The majority of the time I was working on it, it was porting it from Unity 5.1 in 2D to Unreal Engine 4.12 in 3D. The way UE4 does things is different than Unity so there were some challenged along the way. In the Unity version I had a hierarchy for entities with each one providing more functionality such as a name, level, vitals like health etc. This type of hierarchy wouldn't work exactly the same in UE4 due to inheritance. In Unity, Entity was essentially a base class just deriving from MonoBehaviour. The class would be for all entities that I wanted (characters, destructibles, spawnables, etc.). Now in UE4, there is already an established hierarchy so having UEntity derive from UE4's base UObject would cause problems. A character is an entity but it needs the functionality from ACharacter as well. It can't be both at the same time without multiple issues. In the end, I refactored how things worked to fit the UE4 style more. The base entity class derived from ACharacter meaning all entities are actually characters as well. This might change if/when I decide to write my own movement component to mimic the usefulness of the UCharacterMovementComponent.

I wanted the functionality from the previous hierarchy to be more modular in the new version, so I refactored them into UActorComponents. The derived classes of AEntity currently create and set them up as needed, but more or less they can be used anywhere to give something a certain functionality. For example having a barrel with a name using the UEntityComponent.

I added a MMO-style input system and camera control system that has WoW-like functionality. It's still quite rough around the edges but works for the most part. The only not implemented at the moment is running when both the left and right mouse is down.

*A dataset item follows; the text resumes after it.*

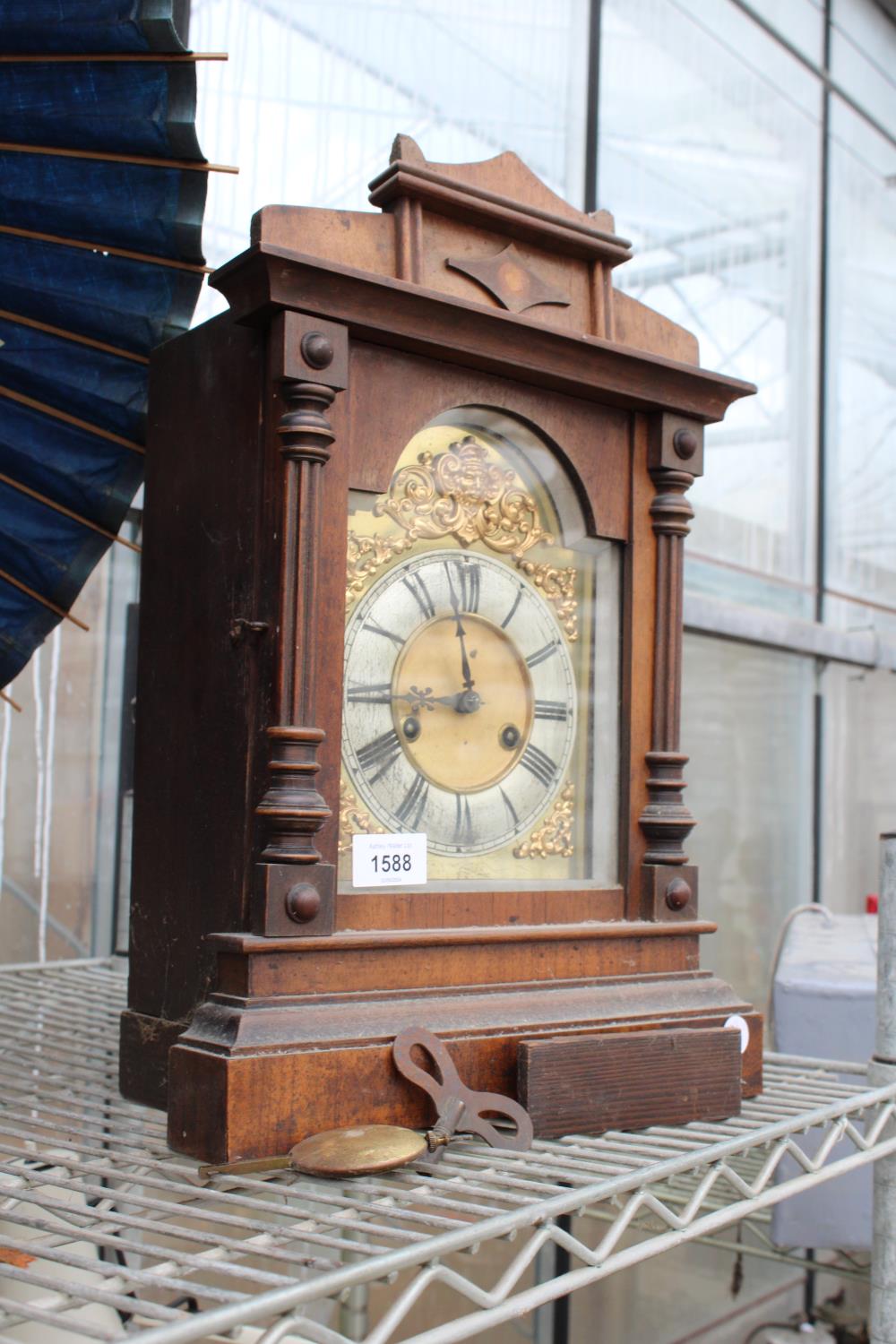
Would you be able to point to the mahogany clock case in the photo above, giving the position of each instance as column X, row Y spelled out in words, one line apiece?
column 349, row 333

The final thing I've been working on so far has been draggable widgets and an inventory system with drag/drop functionality. The item system port from Unity to UE4 was a big change. In Unity I was using SQLite and loading the items into a in-memory database using the marvellous reflection system in C#. However, this wouldn't work in UE4 and I was planning to change the save system anyways. So in UE4 items are saved using json and the items are added to an item database. Although it's still there, the item database serves a completely different function now. There are no in-memory references to the items like there was previously. Instead once the items save file is loaded, it's parsed into its many sections and the item's sections are stored in the item database as their json strings. When an item needs to be created, it takes the data in the json for that item and creates it. I figure this would be a better system than before, especially how the item system is designed and the potential for having lots of items in a game.


All draggable widgets currently implemented.